We have most experience in predictive modelling. We carried out our biggest projects so far in this particular field. They involved:

  1. Customer attrition modelling (Churn) - finance industry (data volume (around several millions observations) - ongoing project (since second quarter of 2017)
  2. Default probability for Structural Credit Risk - finance industry (around several millions observations) - this project took place in the first half of 2017
  3. Bookmaker risk analysis (around several millions observations) - second half of 2017

During these projects, we applied different algorithms, such as: random forests, neural networks, logistic regression, Stochastic Gradient Boosting and Support Vector Machines, among others.


We have run clustering analysis mostly in retail trade and construction industries (two separate projects at the turn of 2017 and 2018). We looked for the optimal division on uniform groups of clients, products and vendors.

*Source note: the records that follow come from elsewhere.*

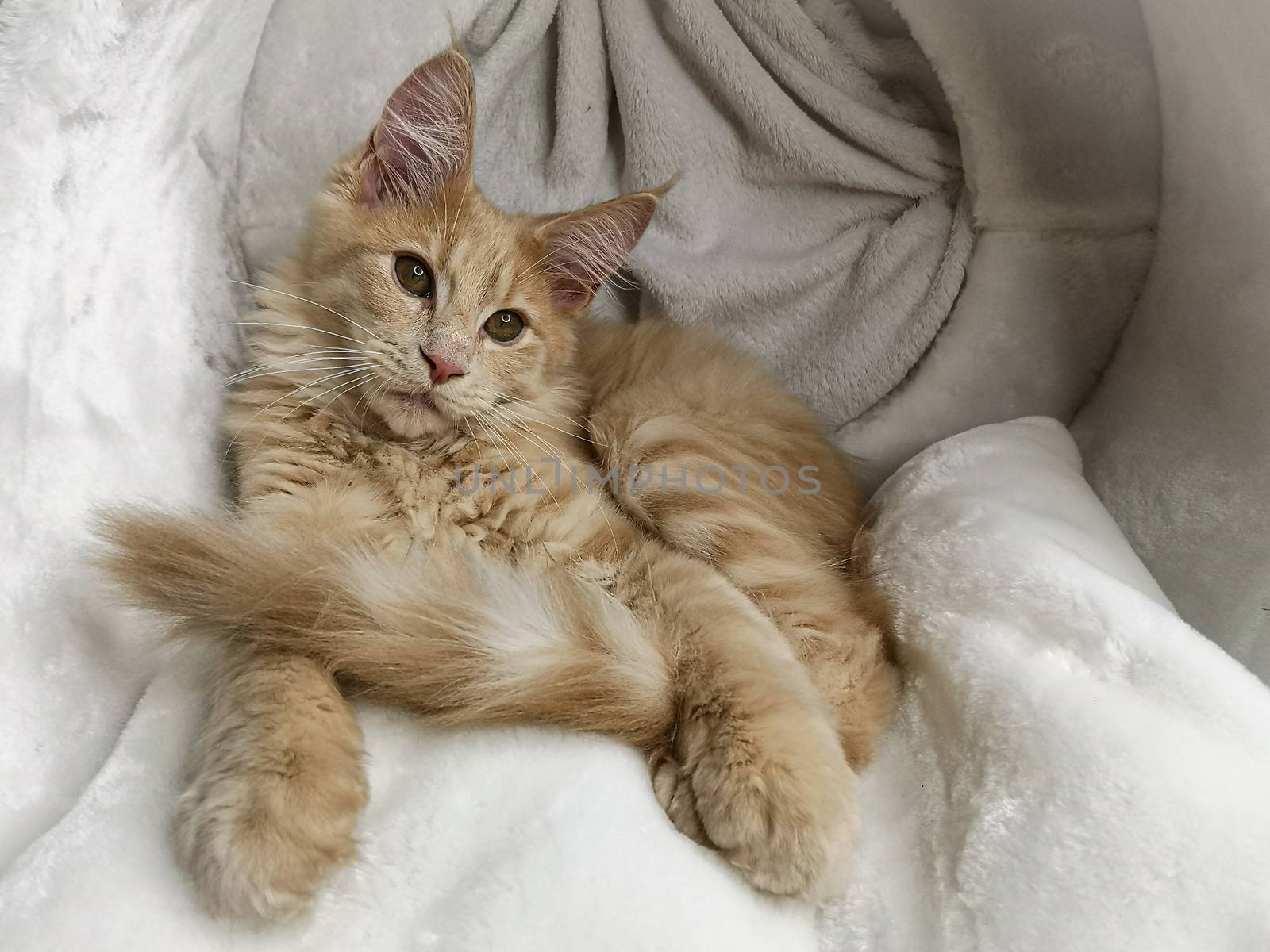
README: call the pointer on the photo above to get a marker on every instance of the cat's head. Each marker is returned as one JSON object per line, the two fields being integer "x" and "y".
{"x": 460, "y": 305}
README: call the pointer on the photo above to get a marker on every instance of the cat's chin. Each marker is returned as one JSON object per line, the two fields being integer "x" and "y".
{"x": 412, "y": 416}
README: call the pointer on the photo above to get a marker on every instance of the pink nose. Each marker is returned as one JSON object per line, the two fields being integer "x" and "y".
{"x": 441, "y": 368}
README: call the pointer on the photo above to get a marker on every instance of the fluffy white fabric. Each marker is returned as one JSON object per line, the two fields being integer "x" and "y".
{"x": 1072, "y": 768}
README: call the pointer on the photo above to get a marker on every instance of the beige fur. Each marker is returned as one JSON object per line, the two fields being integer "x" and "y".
{"x": 728, "y": 634}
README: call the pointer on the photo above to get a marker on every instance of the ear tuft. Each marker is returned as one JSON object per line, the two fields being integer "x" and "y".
{"x": 423, "y": 140}
{"x": 584, "y": 248}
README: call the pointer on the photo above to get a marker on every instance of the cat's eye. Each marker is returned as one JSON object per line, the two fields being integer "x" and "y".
{"x": 413, "y": 276}
{"x": 505, "y": 327}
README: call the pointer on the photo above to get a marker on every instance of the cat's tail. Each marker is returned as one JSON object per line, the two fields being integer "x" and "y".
{"x": 461, "y": 639}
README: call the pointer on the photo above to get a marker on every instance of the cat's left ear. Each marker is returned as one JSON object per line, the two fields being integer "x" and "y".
{"x": 423, "y": 140}
{"x": 584, "y": 248}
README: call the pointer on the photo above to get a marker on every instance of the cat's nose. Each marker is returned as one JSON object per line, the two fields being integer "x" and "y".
{"x": 440, "y": 367}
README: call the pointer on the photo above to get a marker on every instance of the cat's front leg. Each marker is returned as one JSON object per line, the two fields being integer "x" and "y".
{"x": 753, "y": 768}
{"x": 277, "y": 787}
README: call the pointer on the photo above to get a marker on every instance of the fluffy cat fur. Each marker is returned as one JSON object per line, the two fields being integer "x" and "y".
{"x": 728, "y": 634}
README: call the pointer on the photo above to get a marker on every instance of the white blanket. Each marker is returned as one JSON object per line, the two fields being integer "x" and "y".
{"x": 1072, "y": 768}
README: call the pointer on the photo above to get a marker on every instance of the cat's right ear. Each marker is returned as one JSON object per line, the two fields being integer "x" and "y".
{"x": 423, "y": 140}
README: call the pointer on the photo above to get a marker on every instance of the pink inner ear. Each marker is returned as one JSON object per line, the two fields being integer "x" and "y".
{"x": 584, "y": 248}
{"x": 423, "y": 139}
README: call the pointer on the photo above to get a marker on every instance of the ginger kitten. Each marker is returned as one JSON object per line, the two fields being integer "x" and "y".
{"x": 421, "y": 346}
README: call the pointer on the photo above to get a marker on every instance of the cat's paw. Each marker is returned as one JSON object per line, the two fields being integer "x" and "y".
{"x": 783, "y": 814}
{"x": 258, "y": 844}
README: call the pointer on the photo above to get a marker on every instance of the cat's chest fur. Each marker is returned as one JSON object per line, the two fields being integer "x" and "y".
{"x": 507, "y": 498}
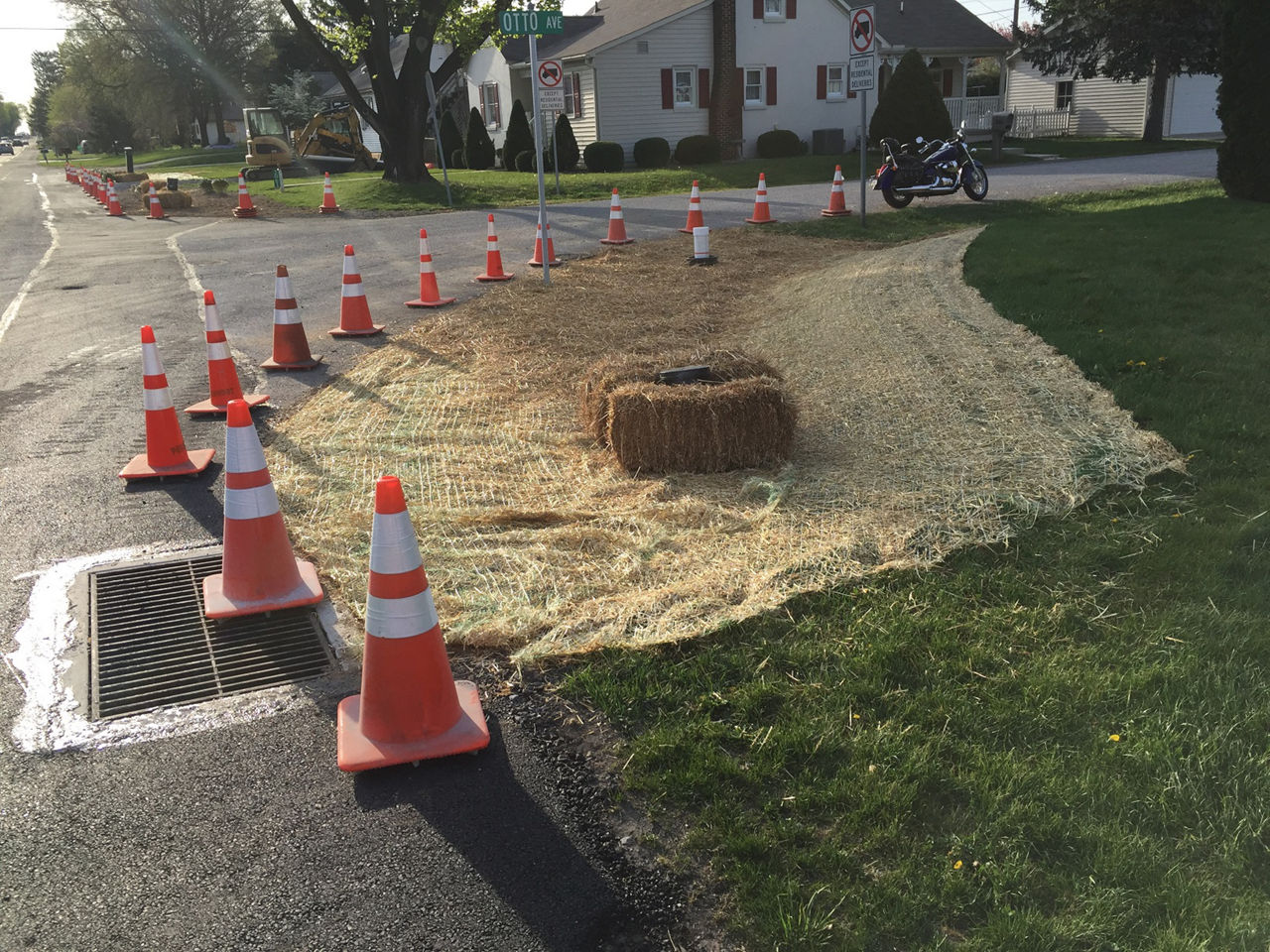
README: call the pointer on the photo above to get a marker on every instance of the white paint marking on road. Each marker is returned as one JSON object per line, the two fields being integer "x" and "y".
{"x": 53, "y": 719}
{"x": 10, "y": 312}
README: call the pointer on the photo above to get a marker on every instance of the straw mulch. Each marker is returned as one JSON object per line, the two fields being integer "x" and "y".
{"x": 928, "y": 422}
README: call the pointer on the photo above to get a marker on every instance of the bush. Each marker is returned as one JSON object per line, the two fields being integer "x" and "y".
{"x": 652, "y": 153}
{"x": 604, "y": 157}
{"x": 1242, "y": 102}
{"x": 911, "y": 105}
{"x": 479, "y": 151}
{"x": 698, "y": 150}
{"x": 780, "y": 144}
{"x": 567, "y": 145}
{"x": 518, "y": 137}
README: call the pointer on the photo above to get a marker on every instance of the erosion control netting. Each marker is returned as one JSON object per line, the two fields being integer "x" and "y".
{"x": 926, "y": 422}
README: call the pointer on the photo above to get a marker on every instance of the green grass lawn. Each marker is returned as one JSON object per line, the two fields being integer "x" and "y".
{"x": 1061, "y": 744}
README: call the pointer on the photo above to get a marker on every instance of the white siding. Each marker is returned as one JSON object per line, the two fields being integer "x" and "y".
{"x": 629, "y": 82}
{"x": 816, "y": 37}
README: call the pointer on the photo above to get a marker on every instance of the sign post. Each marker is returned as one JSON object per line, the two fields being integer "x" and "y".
{"x": 532, "y": 22}
{"x": 862, "y": 70}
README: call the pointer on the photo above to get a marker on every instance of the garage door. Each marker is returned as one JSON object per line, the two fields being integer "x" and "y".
{"x": 1194, "y": 109}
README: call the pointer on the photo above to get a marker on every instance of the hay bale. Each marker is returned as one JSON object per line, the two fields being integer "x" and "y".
{"x": 611, "y": 373}
{"x": 701, "y": 426}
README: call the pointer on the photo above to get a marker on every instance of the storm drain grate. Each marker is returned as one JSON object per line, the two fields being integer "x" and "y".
{"x": 151, "y": 645}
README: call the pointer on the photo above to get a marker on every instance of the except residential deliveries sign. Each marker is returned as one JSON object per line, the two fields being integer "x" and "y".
{"x": 862, "y": 71}
{"x": 522, "y": 22}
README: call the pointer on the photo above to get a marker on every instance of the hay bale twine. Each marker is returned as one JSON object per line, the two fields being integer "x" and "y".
{"x": 608, "y": 375}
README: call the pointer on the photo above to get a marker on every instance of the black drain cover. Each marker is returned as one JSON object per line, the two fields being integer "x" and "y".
{"x": 151, "y": 645}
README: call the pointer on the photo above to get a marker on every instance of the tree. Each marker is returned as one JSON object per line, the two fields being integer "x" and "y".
{"x": 518, "y": 136}
{"x": 1127, "y": 40}
{"x": 48, "y": 70}
{"x": 347, "y": 31}
{"x": 1243, "y": 100}
{"x": 910, "y": 105}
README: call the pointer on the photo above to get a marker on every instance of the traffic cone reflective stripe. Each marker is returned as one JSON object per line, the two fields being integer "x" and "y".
{"x": 837, "y": 198}
{"x": 155, "y": 206}
{"x": 411, "y": 707}
{"x": 695, "y": 218}
{"x": 354, "y": 312}
{"x": 327, "y": 197}
{"x": 259, "y": 571}
{"x": 245, "y": 208}
{"x": 166, "y": 448}
{"x": 536, "y": 262}
{"x": 762, "y": 216}
{"x": 290, "y": 344}
{"x": 493, "y": 258}
{"x": 616, "y": 223}
{"x": 221, "y": 372}
{"x": 430, "y": 295}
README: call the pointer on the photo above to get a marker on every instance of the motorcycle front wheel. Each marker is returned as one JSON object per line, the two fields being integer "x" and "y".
{"x": 975, "y": 181}
{"x": 896, "y": 200}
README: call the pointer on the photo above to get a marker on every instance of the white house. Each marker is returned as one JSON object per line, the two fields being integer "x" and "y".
{"x": 733, "y": 68}
{"x": 1067, "y": 104}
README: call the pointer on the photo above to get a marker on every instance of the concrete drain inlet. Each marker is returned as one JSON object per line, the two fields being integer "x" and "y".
{"x": 151, "y": 647}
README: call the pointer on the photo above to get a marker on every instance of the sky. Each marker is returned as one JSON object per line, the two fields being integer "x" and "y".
{"x": 37, "y": 24}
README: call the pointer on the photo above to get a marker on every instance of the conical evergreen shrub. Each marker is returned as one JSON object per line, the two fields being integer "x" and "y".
{"x": 1243, "y": 100}
{"x": 567, "y": 146}
{"x": 910, "y": 105}
{"x": 479, "y": 151}
{"x": 520, "y": 136}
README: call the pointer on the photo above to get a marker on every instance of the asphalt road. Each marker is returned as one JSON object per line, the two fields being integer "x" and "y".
{"x": 240, "y": 833}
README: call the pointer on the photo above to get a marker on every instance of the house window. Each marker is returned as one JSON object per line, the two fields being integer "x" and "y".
{"x": 754, "y": 86}
{"x": 685, "y": 86}
{"x": 572, "y": 95}
{"x": 489, "y": 104}
{"x": 835, "y": 81}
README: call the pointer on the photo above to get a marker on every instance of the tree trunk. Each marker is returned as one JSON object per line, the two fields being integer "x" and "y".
{"x": 1155, "y": 128}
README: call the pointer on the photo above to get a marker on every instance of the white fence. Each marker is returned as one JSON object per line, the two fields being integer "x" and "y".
{"x": 1042, "y": 123}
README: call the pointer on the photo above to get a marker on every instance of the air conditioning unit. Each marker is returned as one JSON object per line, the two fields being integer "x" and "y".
{"x": 826, "y": 143}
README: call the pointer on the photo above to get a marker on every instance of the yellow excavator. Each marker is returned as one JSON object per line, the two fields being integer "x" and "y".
{"x": 331, "y": 141}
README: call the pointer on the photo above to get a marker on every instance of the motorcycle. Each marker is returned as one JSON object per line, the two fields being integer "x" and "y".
{"x": 939, "y": 169}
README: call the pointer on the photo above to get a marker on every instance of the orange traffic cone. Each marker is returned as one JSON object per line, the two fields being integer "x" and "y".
{"x": 166, "y": 448}
{"x": 354, "y": 313}
{"x": 411, "y": 707}
{"x": 536, "y": 262}
{"x": 837, "y": 199}
{"x": 327, "y": 197}
{"x": 259, "y": 572}
{"x": 695, "y": 220}
{"x": 493, "y": 258}
{"x": 245, "y": 208}
{"x": 112, "y": 200}
{"x": 221, "y": 372}
{"x": 155, "y": 207}
{"x": 430, "y": 296}
{"x": 761, "y": 214}
{"x": 616, "y": 223}
{"x": 290, "y": 344}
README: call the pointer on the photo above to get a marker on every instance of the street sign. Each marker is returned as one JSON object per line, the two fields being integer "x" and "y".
{"x": 540, "y": 23}
{"x": 862, "y": 71}
{"x": 861, "y": 31}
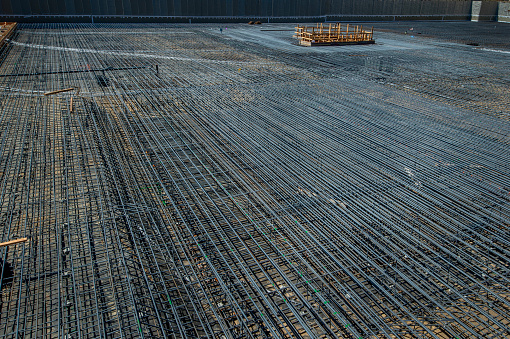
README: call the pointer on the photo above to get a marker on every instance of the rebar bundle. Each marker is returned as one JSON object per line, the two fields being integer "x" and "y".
{"x": 176, "y": 182}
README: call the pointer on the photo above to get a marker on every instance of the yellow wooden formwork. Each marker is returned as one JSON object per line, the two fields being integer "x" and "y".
{"x": 333, "y": 34}
{"x": 6, "y": 30}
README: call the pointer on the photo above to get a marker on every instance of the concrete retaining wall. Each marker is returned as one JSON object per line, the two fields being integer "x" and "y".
{"x": 504, "y": 12}
{"x": 177, "y": 10}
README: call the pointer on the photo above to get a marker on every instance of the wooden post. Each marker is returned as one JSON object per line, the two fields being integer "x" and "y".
{"x": 13, "y": 242}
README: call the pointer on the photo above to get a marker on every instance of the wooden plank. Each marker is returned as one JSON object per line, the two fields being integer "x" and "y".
{"x": 59, "y": 91}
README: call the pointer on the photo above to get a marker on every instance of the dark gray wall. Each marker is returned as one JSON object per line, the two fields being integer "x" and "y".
{"x": 258, "y": 8}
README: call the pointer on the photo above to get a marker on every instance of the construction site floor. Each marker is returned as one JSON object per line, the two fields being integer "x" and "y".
{"x": 193, "y": 182}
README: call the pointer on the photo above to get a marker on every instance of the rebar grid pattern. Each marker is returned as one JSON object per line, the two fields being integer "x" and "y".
{"x": 242, "y": 191}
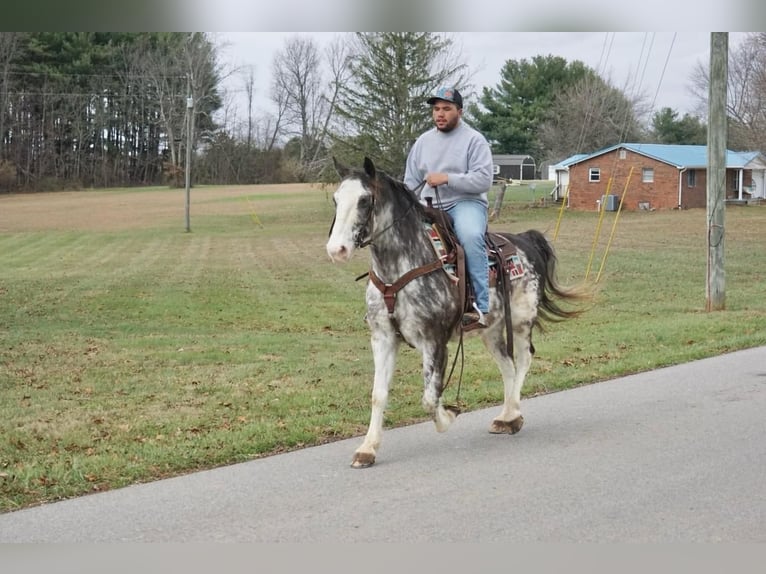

We usually used K-means and K-medoids algorithms, as well as hierarchical clustering. The analyses were carried out on data sets of up to a couple thousand observations.

Association analysis

We carried out three such projects in the retail business. The scope of analysis involved data set up to a couple thousand observations. One project took place at the start of 2017, and the other two at the turn of 2017 and 2018.

Simulation modelling

We made a model that ensured the optimization of processes and costs in face of uncertainty. It was a project for a manufacturing company, which had limited knowledge on future values of the parameters.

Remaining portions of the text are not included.